Todos los trenes de pasajeros son urbanos. Por los valles y montañas de México solo corren trenes de carga. A veces siento nostalgia y quiero viajar en tren, me hago un delicioso té de canela, me arrellano en mi sillón "reposet" favorito y cierro los ojos. Lo primero que escucho son unos ladridos: es mi "Terry", que se alegra de verme después de tanto tiempo.

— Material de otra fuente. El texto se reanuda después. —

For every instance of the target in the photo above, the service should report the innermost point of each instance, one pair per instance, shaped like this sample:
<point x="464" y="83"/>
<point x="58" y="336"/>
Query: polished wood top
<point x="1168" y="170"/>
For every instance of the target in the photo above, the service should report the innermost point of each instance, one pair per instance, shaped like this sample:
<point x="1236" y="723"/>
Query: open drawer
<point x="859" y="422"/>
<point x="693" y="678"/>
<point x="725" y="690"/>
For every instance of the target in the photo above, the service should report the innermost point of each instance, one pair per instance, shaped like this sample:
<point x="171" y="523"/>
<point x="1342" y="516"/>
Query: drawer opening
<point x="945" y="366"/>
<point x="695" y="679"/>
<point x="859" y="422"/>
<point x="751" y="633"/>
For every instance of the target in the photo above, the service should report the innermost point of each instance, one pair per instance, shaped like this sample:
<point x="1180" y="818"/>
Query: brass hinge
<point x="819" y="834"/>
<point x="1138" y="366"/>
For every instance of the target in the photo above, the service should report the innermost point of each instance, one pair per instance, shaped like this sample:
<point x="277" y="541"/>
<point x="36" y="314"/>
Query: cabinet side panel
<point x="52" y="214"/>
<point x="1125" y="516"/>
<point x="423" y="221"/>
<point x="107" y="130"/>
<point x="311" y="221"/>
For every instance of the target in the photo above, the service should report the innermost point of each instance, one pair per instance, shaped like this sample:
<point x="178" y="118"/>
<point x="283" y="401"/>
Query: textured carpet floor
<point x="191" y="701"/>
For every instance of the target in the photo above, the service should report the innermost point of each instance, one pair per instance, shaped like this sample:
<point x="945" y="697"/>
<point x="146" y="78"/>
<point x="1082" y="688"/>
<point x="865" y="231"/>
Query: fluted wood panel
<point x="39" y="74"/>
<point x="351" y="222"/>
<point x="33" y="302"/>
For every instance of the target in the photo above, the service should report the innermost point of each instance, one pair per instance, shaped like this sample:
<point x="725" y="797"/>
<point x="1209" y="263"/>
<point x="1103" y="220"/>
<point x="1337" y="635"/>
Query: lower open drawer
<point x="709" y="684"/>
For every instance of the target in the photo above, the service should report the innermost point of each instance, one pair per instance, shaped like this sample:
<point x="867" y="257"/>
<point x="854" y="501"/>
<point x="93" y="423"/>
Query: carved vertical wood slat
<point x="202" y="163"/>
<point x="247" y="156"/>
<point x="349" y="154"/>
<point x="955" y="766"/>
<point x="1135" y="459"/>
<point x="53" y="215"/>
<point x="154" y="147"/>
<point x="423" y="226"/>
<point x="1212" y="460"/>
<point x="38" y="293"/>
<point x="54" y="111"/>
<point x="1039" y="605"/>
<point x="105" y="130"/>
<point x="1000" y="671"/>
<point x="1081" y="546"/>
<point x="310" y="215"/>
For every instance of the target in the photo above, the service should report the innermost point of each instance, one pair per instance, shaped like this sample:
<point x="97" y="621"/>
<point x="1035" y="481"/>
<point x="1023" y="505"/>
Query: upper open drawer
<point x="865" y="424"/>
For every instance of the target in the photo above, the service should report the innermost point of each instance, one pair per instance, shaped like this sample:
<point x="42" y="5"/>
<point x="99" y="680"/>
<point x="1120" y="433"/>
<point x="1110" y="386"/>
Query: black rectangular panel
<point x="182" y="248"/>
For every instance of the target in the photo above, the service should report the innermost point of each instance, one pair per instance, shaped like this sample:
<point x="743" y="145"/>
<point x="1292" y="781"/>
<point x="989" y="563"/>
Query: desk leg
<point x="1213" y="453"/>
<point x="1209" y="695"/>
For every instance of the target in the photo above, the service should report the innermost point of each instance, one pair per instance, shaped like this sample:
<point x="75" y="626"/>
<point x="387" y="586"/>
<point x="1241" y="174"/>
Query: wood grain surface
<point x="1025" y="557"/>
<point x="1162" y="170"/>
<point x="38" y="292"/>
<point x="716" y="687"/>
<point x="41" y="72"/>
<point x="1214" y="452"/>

Me ato los cordones de los zapatos y salimos corriendo por el traspatio para que nadie nos descubra.
Cuesta mucho volver.
Cada vez las calles son más borrosas.
Si no fuera por los ladridos con que mi perro marca el rumbo, talvez no podría volver.
No obstante llegamos. Las máquinas están esperando.
El maquinista nos ve y empieza su jornada: Chun Chun para atrás. PSHHHHHEEEEE el freno.
Trararack el cambio de dirección.
Luego hacia adelante, hasta pasar el cambio de vía.
El garrotero se baja y cambia la vía.
Viene de reversa para dejar los furgones que llevarán granos de café.
Silbidos, traqueteo, vapor, y el brazo de hierro que juega a las vencidas con las ruedas.
Desvanecidas casi, la siluetas intangibles, hacen su rutina.
Terry está, como en aquéllos años infantiles, echado a un lado de mí.
Son siluetas fantasmales que pronto dejarán de existir.
Es quizá el encuentro final. El maquinista viene y me saluda. Veo manchas de grasa desvanecidas sobre su nariz, y entre sus manos la inseparable estopa. Tiene ojos tristes, casi llorosos. Sufre, como todos esos fantasmas a los que se les ha destruido todo su mundo. Extiende la mano y le pago con unos billetes de 100 no me olvides por hacer volver las imágenes de mis recuerdos.
Se va.
La tarde vaporosa, por las primeras lluvias, me invita a oler al naranjo, que ha entrado en celo.
Unas moscas zumban cerca de mí, arrullándome para la siesta.
Me dejo ir con la esperanza de volver.
Al volver es que te lo cuento: un cuento de trenes.